On regrettera que l’habile décor de Claude Lemaire, aux ingénieux différents plans (et avec un lit suspendu et acrobatique où s’étreignent les amants ! ), soit si ténébreux et que les couleurs manquent souvent dans l’habillage méridional des personnages. Mais la soirée vibre fortement de la passion et de la fureur inhérentes à cette tragédie de l’esprit de clan triomphant et de la jeunesse étouffée. Françoise Chatôt imprime une vive tension sensuelle et pugilistique pour faire disparaître tout alanguissement sentimental. L’appétit des corps et la logique des castes mènent la danse, innocemment pour le premier, férocement pour la seconde. Ce juste point de vue est servi par une distribution où se distinguent le jeu des acteurs aguerris, très maîtres de leurs moyens physiques et vocaux, tels Philippe Séjourné, remarquable en père de la dynastie Capulet à la brutalité incohérente, Michel Grisoni, Raymond Vinciguerra, et l’interprétation d’une génération plus jeune, qui compense l’absence (relative) de métier par un engagement parfois brouillon mais inventif et séduisant. Victoire Belezy est une Juliette incandescente, aussi émouvante dans le chant des mots que dans la façon de vivre sur un plateau de théâtre. En Roméo, Guillaume Clausse doit atteindre plus d’intensité mais il est original dans ce dessin d’un garçon de la rue tempéré et méditatif jusque dans l’action la plus vive. En Mercutio, Charles-Eric Petit affirme un tempérament peu banal.
Avec eux et dans le décalage imaginé par Françoise Chatôt, Roméo et Juliette est contaminé par le Midi, sa flamboyance et son triste goût du règlement de compte. Un intéressant et fidèle détournement.
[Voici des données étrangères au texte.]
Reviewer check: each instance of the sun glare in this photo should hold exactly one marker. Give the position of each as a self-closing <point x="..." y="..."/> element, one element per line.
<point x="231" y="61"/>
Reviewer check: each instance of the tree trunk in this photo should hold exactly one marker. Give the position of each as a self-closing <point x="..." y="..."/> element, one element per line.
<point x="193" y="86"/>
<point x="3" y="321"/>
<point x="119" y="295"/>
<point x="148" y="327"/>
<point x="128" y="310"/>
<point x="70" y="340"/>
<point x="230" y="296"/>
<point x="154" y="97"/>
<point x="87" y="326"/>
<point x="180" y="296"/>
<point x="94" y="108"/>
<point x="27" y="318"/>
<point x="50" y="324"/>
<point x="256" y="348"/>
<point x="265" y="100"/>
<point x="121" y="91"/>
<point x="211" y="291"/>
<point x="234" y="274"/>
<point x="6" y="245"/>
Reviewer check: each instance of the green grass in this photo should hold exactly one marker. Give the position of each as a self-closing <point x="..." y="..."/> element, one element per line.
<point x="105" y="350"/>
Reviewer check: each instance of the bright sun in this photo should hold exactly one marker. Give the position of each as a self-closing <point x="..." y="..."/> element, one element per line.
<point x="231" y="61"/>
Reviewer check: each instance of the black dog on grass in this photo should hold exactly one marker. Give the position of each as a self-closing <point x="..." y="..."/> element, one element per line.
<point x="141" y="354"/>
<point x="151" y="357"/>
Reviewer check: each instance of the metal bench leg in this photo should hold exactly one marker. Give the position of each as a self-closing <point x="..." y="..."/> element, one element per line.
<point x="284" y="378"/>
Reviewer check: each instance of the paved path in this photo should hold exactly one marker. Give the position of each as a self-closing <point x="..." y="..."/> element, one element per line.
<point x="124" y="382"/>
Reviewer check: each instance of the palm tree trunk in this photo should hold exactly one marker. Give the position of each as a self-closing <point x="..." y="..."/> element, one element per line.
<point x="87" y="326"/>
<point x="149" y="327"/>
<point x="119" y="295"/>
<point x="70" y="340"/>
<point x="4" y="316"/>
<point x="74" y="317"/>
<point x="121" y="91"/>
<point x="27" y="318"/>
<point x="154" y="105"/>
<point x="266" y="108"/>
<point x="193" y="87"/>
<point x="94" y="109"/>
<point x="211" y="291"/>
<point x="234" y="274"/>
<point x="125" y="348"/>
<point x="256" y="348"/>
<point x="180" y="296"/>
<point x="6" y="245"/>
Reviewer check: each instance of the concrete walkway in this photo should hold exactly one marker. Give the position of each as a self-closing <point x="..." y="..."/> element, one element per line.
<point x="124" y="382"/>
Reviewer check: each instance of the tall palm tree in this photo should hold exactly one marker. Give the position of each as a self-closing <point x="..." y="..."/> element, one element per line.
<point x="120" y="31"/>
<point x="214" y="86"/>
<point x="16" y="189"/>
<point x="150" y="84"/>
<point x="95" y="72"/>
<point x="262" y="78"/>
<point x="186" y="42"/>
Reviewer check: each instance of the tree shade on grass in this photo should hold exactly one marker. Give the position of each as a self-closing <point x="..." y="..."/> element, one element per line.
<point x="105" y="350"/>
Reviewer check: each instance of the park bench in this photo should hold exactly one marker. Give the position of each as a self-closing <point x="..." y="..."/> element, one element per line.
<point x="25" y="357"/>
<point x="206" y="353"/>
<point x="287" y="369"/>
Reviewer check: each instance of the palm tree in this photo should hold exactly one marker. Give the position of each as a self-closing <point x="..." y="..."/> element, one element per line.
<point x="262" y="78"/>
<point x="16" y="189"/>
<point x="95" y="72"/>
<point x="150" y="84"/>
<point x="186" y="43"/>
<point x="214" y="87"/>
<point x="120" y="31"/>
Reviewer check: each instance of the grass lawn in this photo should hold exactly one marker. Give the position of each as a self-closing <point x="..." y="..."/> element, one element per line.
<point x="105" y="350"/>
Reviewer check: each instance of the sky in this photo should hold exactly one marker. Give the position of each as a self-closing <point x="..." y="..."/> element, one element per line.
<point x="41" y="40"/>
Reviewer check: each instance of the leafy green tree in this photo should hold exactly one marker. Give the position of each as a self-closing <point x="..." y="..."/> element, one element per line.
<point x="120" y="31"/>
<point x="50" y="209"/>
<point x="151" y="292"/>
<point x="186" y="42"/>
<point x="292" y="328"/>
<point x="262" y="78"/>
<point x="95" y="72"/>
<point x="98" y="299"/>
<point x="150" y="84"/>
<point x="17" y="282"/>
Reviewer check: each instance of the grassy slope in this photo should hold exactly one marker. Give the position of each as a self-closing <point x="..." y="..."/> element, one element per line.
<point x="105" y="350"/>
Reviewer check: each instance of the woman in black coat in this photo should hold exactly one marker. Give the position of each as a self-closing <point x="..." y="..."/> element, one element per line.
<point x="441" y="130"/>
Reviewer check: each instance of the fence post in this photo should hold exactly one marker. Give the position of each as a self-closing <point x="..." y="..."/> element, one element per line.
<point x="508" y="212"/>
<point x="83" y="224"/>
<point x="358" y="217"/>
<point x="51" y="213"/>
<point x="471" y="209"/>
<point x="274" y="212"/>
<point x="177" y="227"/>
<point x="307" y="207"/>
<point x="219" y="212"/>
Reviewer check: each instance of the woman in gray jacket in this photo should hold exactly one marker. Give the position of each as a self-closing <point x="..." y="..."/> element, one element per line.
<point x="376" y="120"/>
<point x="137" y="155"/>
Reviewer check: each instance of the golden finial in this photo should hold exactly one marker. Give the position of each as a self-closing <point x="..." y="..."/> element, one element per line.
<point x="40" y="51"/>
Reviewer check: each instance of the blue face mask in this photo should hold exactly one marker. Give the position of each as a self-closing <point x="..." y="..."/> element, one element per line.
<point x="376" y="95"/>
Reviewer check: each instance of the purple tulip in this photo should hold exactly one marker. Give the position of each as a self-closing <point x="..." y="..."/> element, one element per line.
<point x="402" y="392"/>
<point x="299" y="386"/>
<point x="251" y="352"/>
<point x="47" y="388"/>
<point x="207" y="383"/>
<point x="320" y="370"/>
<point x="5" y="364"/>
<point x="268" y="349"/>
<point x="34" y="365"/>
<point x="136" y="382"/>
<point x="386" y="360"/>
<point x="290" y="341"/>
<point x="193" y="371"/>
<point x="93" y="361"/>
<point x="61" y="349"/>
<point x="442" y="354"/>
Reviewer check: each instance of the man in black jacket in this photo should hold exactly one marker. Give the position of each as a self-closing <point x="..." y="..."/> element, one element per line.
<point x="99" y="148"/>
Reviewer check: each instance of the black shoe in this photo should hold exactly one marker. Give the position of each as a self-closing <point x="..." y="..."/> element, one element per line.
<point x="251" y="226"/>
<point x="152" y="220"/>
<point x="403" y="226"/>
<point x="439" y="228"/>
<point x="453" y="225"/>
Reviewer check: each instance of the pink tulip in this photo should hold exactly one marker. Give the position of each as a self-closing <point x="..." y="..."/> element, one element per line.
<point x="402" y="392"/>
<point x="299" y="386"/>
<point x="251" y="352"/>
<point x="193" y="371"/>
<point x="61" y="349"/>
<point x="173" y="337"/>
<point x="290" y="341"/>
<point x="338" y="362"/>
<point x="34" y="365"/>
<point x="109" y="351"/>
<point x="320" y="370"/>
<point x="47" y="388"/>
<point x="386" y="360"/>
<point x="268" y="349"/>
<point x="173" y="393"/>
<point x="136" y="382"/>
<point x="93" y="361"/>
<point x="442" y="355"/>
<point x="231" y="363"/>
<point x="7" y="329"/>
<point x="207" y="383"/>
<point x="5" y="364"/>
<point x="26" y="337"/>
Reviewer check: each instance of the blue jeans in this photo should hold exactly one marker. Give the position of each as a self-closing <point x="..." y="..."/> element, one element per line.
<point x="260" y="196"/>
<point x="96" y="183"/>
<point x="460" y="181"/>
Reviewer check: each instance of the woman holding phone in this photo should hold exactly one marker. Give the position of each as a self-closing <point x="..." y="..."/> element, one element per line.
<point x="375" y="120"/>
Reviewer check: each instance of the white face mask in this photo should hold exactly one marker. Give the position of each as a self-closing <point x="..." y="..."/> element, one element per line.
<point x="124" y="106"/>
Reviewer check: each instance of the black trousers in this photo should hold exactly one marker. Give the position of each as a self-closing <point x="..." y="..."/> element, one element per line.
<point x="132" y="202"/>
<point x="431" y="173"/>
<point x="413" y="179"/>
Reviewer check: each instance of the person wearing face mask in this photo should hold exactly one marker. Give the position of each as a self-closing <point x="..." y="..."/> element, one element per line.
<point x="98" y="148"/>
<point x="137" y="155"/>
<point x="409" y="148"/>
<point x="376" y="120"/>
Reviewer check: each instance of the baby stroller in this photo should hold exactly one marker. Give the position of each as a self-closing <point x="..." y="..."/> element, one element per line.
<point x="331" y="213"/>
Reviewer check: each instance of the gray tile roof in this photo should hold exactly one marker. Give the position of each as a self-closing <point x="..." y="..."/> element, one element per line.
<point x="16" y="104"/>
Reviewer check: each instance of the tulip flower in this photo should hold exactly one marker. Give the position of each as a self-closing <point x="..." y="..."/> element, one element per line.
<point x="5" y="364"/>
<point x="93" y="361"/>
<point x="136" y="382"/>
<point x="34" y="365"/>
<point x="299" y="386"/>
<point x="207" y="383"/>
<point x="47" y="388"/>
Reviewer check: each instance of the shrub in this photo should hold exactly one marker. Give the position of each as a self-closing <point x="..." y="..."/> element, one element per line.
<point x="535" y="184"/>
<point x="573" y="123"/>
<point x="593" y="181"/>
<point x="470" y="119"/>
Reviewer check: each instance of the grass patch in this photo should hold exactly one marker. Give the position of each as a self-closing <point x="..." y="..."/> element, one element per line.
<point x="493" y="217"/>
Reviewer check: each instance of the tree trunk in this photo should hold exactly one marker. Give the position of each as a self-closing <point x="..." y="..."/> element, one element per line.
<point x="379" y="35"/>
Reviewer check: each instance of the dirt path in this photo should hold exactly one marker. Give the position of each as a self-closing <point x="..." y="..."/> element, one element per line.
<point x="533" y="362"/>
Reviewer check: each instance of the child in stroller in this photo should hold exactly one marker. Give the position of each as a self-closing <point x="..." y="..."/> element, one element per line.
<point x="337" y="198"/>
Roméo et Juliette de Shakespeare, traduction d’Yves Bonnefoy, mise en scène de Françoise Chatôt, scénographie de Claude Lemaire, lumières de Jean-Luc Martinez, chorégraphie et combats de José Maria Alves, musique d’Alain Aubin, costumes de Virginie Breger, avec Agnès Audiffren, Victoire Belezy, Carol Cadillac, Guillaume Clausse, Christine Gaya, Michel Grisoni, Ivan Herbez, Floriane Jourdain, Martin Kamoun, Charles-Eric Petit, Philippe Séjourné, Raymond Vinciguerra.

Théâtre Gyptis, Marseille. Téléphone : 04 91 11 00 91, jusqu’au 2 avril. (Durée : 2h30).

A propos de l'auteur
Gilles Costaz
Gilles Costaz

Journaliste et auteur de théâtre, longtemps président du Syndicat de la critique, il a collaboré à de nombreux journaux, des « Echos » à « Paris-Match ». Il participe à l’émission de Jérôme Garcin « Le Masque et la Plume » sur France-Inter depuis un quart...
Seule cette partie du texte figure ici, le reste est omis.